[plug] Linux virusability on the desktop

Leon Brooks leon at brooks.fdns.net
Tue Apr 23 18:07:16 WST 2002


On Tuesday 23 April 2002 15:33, Brad Hill wrote:
> The main advantages of moving to linux are immunities to viruses, and the
> main disadvantages are lack of support for various applications.  What you
> must realise is that these are essentially one and the same.  If (or when)
> the market realizes there's good reason to support a linux environment and
> produce nice stable applications for users to run, and everyone starts to
> move across to Linux, you'll also get more people writing viruses
> specifically for linux.

And email clients stupid enough to run them, and a MIME system dyslexic enough 
to provoke that, and a web browser and server, each which more-or-less has 
kernel access.

I think when it comes down to it, the coding and care standards of Linux will 
have to erode a fair bit before it becomes really virus-viable.
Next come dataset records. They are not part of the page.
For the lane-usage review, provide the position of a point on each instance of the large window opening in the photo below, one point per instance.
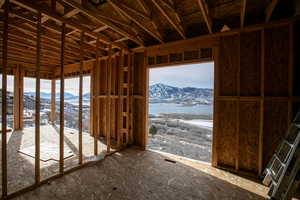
(181, 110)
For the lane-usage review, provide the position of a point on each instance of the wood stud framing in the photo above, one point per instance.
(243, 12)
(80, 97)
(4, 100)
(269, 9)
(61, 112)
(119, 77)
(37, 100)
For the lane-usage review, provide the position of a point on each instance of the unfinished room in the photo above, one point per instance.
(81, 117)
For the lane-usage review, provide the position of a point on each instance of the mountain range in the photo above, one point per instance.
(68, 96)
(160, 93)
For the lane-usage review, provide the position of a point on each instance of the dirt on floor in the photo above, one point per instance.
(21, 167)
(182, 139)
(143, 175)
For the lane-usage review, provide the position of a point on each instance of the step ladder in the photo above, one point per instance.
(282, 172)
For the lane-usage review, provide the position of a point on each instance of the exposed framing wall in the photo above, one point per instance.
(255, 91)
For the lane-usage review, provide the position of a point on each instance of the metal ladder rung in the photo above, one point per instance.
(277, 157)
(286, 142)
(270, 174)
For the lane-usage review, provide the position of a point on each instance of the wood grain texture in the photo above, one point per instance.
(228, 65)
(277, 61)
(296, 88)
(275, 127)
(250, 61)
(227, 133)
(249, 136)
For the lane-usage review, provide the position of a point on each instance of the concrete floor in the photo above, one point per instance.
(141, 175)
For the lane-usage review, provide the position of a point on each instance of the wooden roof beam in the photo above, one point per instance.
(35, 8)
(243, 12)
(92, 13)
(132, 18)
(205, 13)
(102, 28)
(176, 26)
(135, 11)
(269, 10)
(148, 12)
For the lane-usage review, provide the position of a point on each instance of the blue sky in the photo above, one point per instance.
(195, 75)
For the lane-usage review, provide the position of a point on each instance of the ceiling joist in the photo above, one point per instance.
(92, 13)
(205, 13)
(130, 16)
(54, 16)
(177, 26)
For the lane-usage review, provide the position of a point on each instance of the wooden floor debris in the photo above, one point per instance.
(134, 174)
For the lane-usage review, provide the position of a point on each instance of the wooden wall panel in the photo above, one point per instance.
(277, 52)
(228, 65)
(253, 97)
(227, 120)
(250, 64)
(275, 127)
(249, 117)
(296, 77)
(296, 109)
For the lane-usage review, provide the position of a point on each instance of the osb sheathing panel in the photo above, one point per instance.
(296, 91)
(227, 133)
(296, 109)
(275, 127)
(103, 79)
(228, 65)
(138, 121)
(277, 52)
(250, 62)
(249, 117)
(140, 102)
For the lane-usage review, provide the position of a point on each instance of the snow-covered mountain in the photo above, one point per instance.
(166, 93)
(68, 96)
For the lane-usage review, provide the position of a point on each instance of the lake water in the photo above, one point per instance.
(167, 108)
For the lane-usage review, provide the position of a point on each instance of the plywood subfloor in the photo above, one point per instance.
(21, 167)
(133, 174)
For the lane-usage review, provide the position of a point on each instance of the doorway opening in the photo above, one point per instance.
(181, 110)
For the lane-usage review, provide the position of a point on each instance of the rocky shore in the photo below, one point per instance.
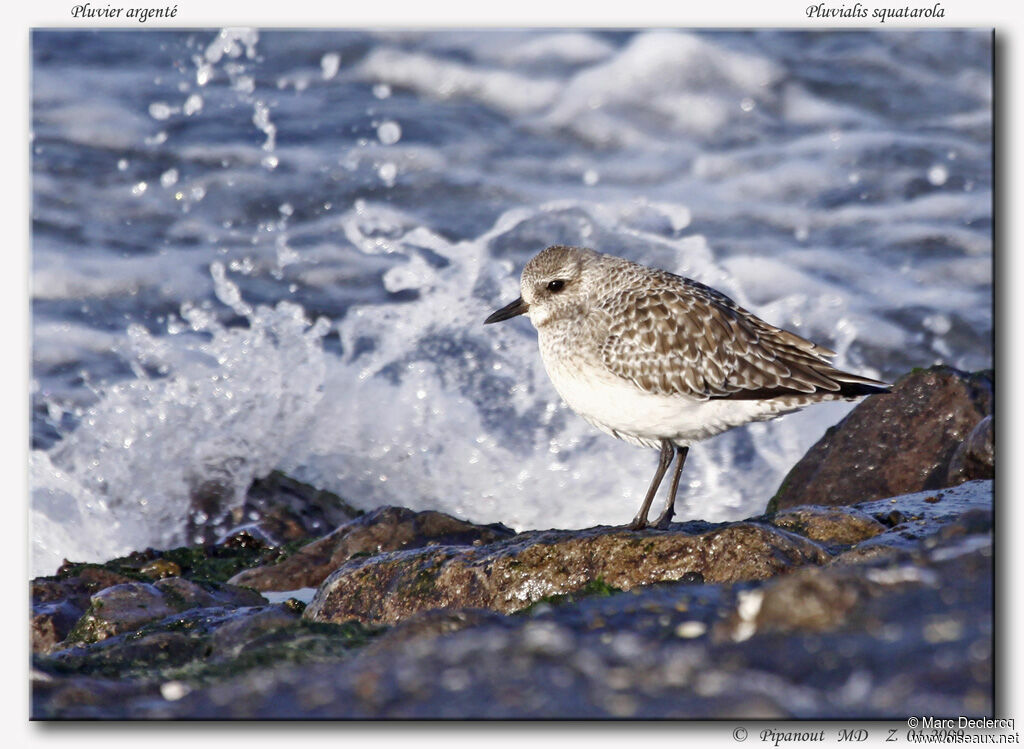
(864, 590)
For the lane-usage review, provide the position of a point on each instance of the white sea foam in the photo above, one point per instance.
(438, 413)
(700, 154)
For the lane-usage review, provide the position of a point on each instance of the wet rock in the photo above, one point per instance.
(57, 604)
(894, 443)
(128, 606)
(211, 563)
(278, 508)
(843, 526)
(904, 640)
(887, 614)
(386, 529)
(914, 517)
(508, 576)
(975, 458)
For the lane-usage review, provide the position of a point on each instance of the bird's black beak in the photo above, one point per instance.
(509, 310)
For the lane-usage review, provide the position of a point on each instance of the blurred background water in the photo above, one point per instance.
(259, 249)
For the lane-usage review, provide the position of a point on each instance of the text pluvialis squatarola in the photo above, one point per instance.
(662, 361)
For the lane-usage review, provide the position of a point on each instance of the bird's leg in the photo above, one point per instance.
(670, 508)
(663, 465)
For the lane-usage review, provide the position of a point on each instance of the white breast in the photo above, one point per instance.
(622, 409)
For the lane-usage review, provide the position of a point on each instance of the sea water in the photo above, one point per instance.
(258, 250)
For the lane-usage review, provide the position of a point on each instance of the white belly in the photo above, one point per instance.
(622, 409)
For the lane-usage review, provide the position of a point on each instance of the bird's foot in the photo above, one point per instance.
(664, 522)
(638, 524)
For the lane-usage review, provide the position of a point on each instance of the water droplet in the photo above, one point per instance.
(389, 132)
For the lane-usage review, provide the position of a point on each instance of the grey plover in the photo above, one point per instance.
(662, 361)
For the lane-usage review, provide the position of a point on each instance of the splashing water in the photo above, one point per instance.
(390, 186)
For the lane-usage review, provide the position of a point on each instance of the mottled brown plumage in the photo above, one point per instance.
(663, 361)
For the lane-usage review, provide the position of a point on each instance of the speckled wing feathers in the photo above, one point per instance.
(672, 335)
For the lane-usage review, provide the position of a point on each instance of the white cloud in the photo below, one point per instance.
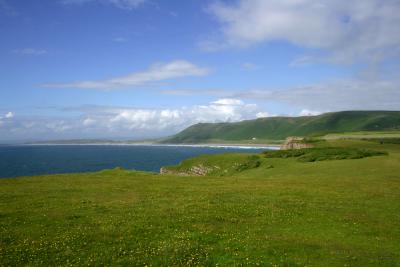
(250, 66)
(98, 122)
(229, 102)
(345, 94)
(306, 112)
(123, 4)
(157, 72)
(30, 51)
(9, 115)
(347, 29)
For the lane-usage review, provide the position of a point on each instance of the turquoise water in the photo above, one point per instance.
(26, 160)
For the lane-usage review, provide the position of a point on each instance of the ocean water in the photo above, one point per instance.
(27, 160)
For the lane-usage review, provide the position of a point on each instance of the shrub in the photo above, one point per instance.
(321, 154)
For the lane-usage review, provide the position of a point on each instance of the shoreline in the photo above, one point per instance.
(239, 146)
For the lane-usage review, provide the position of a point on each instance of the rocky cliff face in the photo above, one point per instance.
(295, 142)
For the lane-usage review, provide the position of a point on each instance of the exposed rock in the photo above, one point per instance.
(199, 170)
(295, 142)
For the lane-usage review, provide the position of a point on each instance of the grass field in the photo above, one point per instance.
(280, 212)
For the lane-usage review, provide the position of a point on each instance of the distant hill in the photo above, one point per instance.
(278, 128)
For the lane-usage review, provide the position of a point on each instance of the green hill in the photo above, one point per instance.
(278, 128)
(249, 210)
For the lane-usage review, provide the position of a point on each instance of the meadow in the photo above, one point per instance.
(277, 212)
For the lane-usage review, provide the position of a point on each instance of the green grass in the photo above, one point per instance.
(278, 128)
(324, 213)
(324, 153)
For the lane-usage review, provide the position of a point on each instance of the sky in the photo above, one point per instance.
(139, 69)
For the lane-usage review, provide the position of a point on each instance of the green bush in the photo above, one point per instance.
(321, 154)
(252, 162)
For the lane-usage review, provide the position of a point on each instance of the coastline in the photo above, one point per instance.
(239, 146)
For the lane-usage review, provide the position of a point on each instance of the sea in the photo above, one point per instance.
(29, 160)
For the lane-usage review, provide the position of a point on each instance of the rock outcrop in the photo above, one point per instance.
(198, 170)
(295, 142)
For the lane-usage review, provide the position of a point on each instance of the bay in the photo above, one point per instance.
(28, 160)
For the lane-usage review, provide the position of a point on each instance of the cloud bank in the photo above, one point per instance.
(107, 122)
(348, 30)
(156, 73)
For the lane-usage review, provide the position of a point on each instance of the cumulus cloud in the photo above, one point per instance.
(250, 66)
(9, 115)
(347, 29)
(105, 122)
(306, 112)
(123, 4)
(345, 94)
(30, 51)
(157, 72)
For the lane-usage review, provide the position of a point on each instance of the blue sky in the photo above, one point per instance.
(147, 68)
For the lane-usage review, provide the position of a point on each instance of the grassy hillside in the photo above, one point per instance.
(279, 212)
(278, 128)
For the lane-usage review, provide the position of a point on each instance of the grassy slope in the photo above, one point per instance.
(278, 128)
(329, 213)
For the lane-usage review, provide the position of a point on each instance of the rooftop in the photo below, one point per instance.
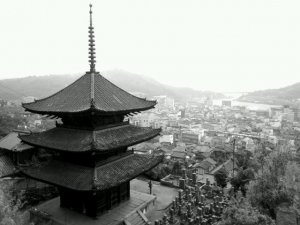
(85, 178)
(12, 142)
(89, 140)
(126, 210)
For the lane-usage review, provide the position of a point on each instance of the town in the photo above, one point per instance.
(198, 140)
(95, 153)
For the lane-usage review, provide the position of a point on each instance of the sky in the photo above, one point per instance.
(216, 45)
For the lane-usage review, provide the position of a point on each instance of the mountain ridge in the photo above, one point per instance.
(15, 89)
(284, 95)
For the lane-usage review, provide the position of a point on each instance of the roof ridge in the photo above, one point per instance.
(124, 90)
(42, 99)
(95, 182)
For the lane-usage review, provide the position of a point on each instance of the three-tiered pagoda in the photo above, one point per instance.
(93, 168)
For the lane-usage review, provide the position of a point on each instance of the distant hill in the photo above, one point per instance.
(43, 86)
(283, 95)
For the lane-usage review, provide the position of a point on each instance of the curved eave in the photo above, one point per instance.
(90, 149)
(87, 110)
(128, 178)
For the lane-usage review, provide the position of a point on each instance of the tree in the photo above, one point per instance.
(245, 172)
(176, 169)
(240, 212)
(242, 179)
(10, 207)
(275, 182)
(221, 178)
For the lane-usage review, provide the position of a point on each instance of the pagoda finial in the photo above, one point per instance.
(92, 54)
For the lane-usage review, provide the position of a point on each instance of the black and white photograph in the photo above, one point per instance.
(149, 112)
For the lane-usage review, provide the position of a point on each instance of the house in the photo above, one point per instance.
(14, 153)
(229, 166)
(17, 151)
(180, 155)
(144, 148)
(166, 140)
(205, 166)
(208, 140)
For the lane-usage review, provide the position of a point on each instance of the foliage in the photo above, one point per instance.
(9, 208)
(221, 178)
(241, 180)
(245, 173)
(8, 123)
(274, 182)
(176, 169)
(240, 212)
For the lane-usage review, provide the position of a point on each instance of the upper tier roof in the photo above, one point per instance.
(12, 142)
(76, 140)
(91, 92)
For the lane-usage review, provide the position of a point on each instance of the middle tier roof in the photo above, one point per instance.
(77, 140)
Viruses have 
in a way missed their window of opportunity, whereas with MS-DOS (even with 
those funny display extensions) they've well and truly got a foot in the 
door. VMS had decent security, and as usual Microsoft botched it when they 
per^H^H^Hconverted it to Windows NT so that NT starts with an assumption of 
total insecurity, the tries to layer security in on top of that. Linux has 
had things like user-awareness built in from Day One.